La mañana comienza con la conferencia–concierto de Giovanni Bietti en el Palacio de la Proclamación, un espacio que se convierte en laboratorio de ideas y emociones. Allí, el siglo XIX aparece como un punto de quiebre, un tiempo en el que la música deja de obedecer solo a la razón y empieza a hablar desde lo íntimo. Franz Schubert emerge como figura central, un compositor que tradujo la fragilidad humana en melodía y que abrió la puerta a una nueva manera de sentir la música.
Esa transición emocional se profundiza en el recital de piano de Gabriele Strata, donde el instrumento se convierte en protagonista absoluto del Romanticismo. Las páginas de Schubert y Chopin revelan un piano que no acompaña, sino que confiesa, que duda, que arde. Cada estudio y cada sonata construyen un paisaje interior donde la técnica se pone al servicio de la expresión más profunda.

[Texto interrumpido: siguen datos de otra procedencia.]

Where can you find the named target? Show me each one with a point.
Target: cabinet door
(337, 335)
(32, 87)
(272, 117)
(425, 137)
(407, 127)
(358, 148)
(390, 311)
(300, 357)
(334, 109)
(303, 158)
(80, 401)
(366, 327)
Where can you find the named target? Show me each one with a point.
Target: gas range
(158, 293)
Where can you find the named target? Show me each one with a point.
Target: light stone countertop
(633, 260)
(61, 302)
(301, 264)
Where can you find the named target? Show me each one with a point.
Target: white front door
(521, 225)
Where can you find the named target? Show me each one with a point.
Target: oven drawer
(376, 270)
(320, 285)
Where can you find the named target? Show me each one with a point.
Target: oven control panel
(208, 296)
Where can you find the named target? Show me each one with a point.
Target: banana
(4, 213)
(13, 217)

Por la tarde, el Romanticismo se vuelve narrativo e íntimo en un concierto que explora el alma errante de Schubert. La flauta, el violonchelo y el piano dialogan como voces de una misma sensibilidad, trazando historias de deseo, nostalgia y esperanza. Obras de Ries, Weber y Reinecke amplían el panorama, mostrando un siglo en el que la emoción se expresa desde múltiples acentos y colores.

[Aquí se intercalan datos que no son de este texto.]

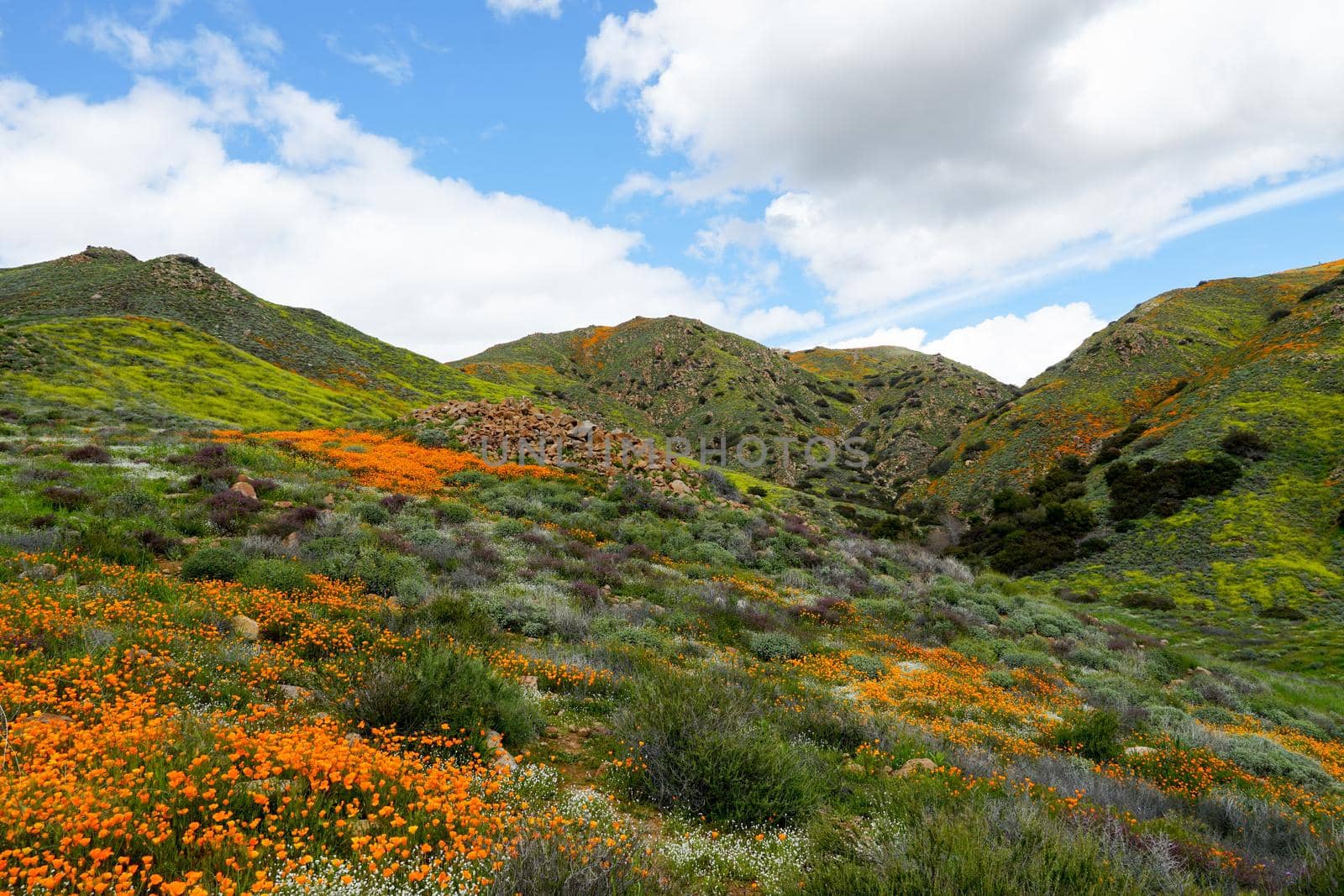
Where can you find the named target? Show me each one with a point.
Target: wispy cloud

El clímax del día llega en la noche con la Sinfonía n.º 8, “La inconclusa”, una obra que fascina precisamente por lo que no dice. Bajo la interpretación de la Orquesta de Cámara Franz Liszt, esta partitura se despliega como un enigma suspendido, donde cada silencio pesa tanto como cada nota. Es Romanticismo en estado puro: intensidad contenida, belleza imperfecta, emoción abierta.
Esta jornada no surge aislada. Llega después de un día en el que el clasicismo dialogó con el mundo a través de Mozart y Beethoven, y donde la música mostró su capacidad de viajar entre épocas, culturas y sensibilidades. Ese contraste entre forma y emoción prepara el oído para comprender la radicalidad romántica.
El Festival demuestra así su capacidad de construir relatos musicales completos, donde cada día es un capítulo y cada concierto una escena. El Romanticismo no se presenta como una ruptura abrupta, sino como una evolución natural del deseo humano de expresarse, de sentir y de comprender el mundo desde la emoción.
En Cartagena, la música deja de ser solo sonido y se convierte en experiencia interior. El Romanticismo, con su lirismo y su misterio, invita al público a escuchar con el alma abierta y a recordar que, incluso siglos después, la música sigue siendo uno de los lenguajes más profundos para nombrar lo que sentimos.